Finding Alignment under Conflict to Change a Law




What happens if someone who is dying and can no longer communicate no longer wants food or water? What if the food or water is actually causing pain, breakdown of tissues, and increased suffering?

In the mid 1990’s, medical ethics emphasized patient choice and autonomy for quality of life and care in the last months of life: a patient should have the quality and the care s/he wanted. New York State’s law dated back several decades, to a time before ICU care or the modern conception of end-of-life care. It forbade removal of artificial hydration and nutrition.

What if the patient didn’t want them or the treatments were harmful? If a patient couldn’t communicate, then and there, that they should be removed, they stayed – no matter prior conversations with doctors or the medical proxy recognized in a newer NY State law. Some hospitals and nursing homes felt the law allowed them to impose their religious and moral beliefs on patients in their care.

The bioethics committee of the state medical society had debated the issue for two or three meetings. The committee consisted of 30 physicians, from academia, private practice; researchers on medical ethics, lawyers, administrators, and religious leaders. A few conservative members argued adamantly that the law could not be changed. Most of the liberal group couldn’t see a reason not to change it.

A year later, the state legislature and the Governor decided to revisit the law. They needed a decision of this committee. We re-opened the debate.
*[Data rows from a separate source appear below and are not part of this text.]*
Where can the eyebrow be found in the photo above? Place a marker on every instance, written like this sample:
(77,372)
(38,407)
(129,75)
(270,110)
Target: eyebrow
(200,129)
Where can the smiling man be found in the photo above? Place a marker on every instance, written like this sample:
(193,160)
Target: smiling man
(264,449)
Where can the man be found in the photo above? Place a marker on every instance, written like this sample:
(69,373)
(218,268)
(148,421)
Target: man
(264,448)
Again the conservative members dug in their heels. Again, the liberal majority couldn’t understand not updating the law.

I explored. Each of the liberal members had withheld food and water when they thought that was the correct thing to do, ethically and medically. Had there ever been individual circumstances when the conservative physicians had withheld tube feedings or intravenous fluid from a particular patient who was dying?
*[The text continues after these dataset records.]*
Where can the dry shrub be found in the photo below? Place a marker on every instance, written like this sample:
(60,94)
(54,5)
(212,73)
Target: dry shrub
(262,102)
 Yes, they had often taken subtle cues from individual patients and then ceased artificial support. For example, a elderly man might tug at his nasogastric tube to try to pull it out, angrily, over and over. Clearly he didn’t want it anymore; it was removed. An elderly woman consistently pushed away the baby-bottle full of Ensure given to her to suckle. Again, the sign was unmistakable and feeding was stopped.  
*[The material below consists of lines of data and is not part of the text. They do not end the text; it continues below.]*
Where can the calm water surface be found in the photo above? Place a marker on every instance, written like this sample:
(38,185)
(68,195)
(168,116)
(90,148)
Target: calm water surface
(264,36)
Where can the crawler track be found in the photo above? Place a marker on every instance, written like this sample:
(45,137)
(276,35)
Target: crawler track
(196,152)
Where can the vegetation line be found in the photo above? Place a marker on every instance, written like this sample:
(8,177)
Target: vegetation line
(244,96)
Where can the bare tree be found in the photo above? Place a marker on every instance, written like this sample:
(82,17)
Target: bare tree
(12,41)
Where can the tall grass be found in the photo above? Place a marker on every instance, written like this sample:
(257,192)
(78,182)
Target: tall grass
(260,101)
The group in the minority could not imagine such subtleties being enshrined in law. That was the real issue. I got unanimous consent from the committee to state this entire position as our consensus to the government: “a minority did withhold food and water in individual cases but believed the reasons too subtle to be enshrined in law; the majority thought the law should be changed.”  I testified about this in detail before the legislature and the Governor’s staff, being compassionate and truthful to both sides. The law was changed to allow patients and their proxies to withhold unwanted or harmful care, no matter the ethics or religion of the institution they were in.